Lung diseases such as pneumonia are a common side effect that accompanies lung failure

Heart Failure



Shortness of breath


Loss of appetite

Increased heart rate

Brain Failure


Chronic Brain Failure (Alzheimer's Dementia)

Loss of memory – forget what they learned a few minutes before and is no longer to accurately relate information or details about events

Trouble driving, working, or completing any other routine task

A loss of dates, time, and season takes place

Unable to process events currently taking place

Experience difficulty participating in conversation

Simply stop in the middle of a thought

Acute Brain Failure (Delirium)

Consciousness gets disturbed

Reduction in the ability to focus

Problems related to memory, perception, and orientation takes place

Stress increases

Symptoms of Multiple Organ Dysfunction Syndrome

There are two ways of describing organ dysfunction in a critically ill patient:

(1) The clinical intervention that was organized to maintain the failing organ system.
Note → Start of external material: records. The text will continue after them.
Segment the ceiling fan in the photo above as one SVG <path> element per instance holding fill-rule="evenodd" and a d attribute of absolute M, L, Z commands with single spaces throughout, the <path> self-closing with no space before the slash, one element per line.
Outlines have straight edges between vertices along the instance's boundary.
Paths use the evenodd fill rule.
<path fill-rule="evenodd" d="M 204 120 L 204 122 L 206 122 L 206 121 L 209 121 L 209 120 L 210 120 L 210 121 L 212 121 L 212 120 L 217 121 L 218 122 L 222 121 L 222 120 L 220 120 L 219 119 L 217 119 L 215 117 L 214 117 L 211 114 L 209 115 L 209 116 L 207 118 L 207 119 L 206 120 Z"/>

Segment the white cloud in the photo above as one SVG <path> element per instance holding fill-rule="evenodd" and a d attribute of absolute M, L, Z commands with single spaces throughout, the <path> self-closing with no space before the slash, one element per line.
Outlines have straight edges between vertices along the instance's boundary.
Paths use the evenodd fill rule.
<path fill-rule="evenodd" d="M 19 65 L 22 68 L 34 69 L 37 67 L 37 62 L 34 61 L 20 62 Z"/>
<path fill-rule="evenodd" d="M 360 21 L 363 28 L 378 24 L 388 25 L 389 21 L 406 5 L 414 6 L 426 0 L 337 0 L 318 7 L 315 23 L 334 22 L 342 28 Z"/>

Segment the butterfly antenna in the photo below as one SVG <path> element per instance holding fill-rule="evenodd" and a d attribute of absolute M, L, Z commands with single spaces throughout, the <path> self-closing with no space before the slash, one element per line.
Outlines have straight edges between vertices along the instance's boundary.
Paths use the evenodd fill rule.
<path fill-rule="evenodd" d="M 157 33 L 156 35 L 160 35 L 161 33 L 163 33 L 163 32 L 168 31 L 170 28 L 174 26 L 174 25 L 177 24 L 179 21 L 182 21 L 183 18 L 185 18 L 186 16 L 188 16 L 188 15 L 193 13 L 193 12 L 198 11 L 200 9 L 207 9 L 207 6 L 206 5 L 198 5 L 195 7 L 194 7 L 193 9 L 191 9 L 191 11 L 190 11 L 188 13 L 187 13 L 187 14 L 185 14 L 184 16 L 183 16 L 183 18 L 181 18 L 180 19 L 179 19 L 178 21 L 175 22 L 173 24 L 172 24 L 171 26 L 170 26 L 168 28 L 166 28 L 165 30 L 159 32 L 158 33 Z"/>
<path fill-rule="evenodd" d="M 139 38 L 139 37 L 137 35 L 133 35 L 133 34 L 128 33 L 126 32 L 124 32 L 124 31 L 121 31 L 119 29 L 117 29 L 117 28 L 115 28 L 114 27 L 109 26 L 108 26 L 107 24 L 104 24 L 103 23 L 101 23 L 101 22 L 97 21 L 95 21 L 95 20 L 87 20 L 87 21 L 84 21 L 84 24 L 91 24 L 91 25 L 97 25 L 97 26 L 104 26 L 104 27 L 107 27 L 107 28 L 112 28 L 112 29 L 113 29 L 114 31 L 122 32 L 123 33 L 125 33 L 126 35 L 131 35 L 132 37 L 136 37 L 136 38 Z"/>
(2) The acute physiologic impairment that caused a need for support.

More complex systems have recently been developed that focus on quantifying the organ dysfunction on a numerical scale, rather than mechanical quantity. Though systems vary, each focuses on the same six organ systems to characterize MODS: cardiovascular, hepatic, respiratory, renal, hematologic, and neurologic. There are minor variables in the various systems, including selected parameters as well as weighting and timing placed on each selected variable.

Apart from the above mentioned organ failures, there are certain other failures which lead to MODS.

Neurologic Failure

Neurologic failure takes place due to a great reduction in the Glasgow Coma Score, which is reflected by an alteration in the level of consciousness

Hematologic Failure

The hematologic failure can take place due to Leucocytosis – a response to acute stress or a mild anaemia which results from the suppression of bone marrow.

Immunologic Failure

Immunologic failure occurs due to the abnormalities which take place in both specific and non-specific immune functions within the infected person’s body. It can also alter the production of antibodies.

Metabolic Failure

The metabolic failures and endocrine abnormalities are also evident during the MODS. The relative resistance of insulin is readily detected and often discovered.